Publié le par philippedester

Un pied devant l'autre - Tome 1: Les Fractions complémentaires Format Kindle

Je connais un peu Eric Dupriez, car il a participé à un atelier d'écriture avec moi. 

Il y a quelques mois, j'ai lu et beaucoup apprécié son témoignage sur la cybercriminalité : voir ici

Comme son écriture m'avait plu, j'ai eu envie de découvrir son premier roman "Un pied devant l'autre" dont le premier tome s'intitule "Les fractions élémentaires" et je ne le regrette pas du tout. Je dois même dire que j'attends la sortie du deuxième tome intitulé "Le vol du goéland" avec une certaine impatience tant j'ai envie de retrouver ses personnages auxquels je me suis attaché. 

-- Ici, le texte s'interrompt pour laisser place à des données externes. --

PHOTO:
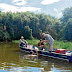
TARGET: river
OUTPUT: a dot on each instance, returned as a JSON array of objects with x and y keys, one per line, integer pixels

L'histoire commence bien mal puisque le lecteur assiste, dès le départ, un peu à la manière d'un polar, à l'assassinat d'un couple dont le mari est banquier (ça a de l'importance pour la suite). Si le lecteur assiste au meurtre, un autre témoin existe : Anaëlle, leur fille âgée de 12 ans, voit ses parents se faire trucider devant ses yeux. Elle prend la fuite poursuivie par les bandits. Sa soeur, Elisa, 16 ans, dormait chez une amie. C'est elle qui va découvrir leurs parents morts et sa petite soeur disparue. 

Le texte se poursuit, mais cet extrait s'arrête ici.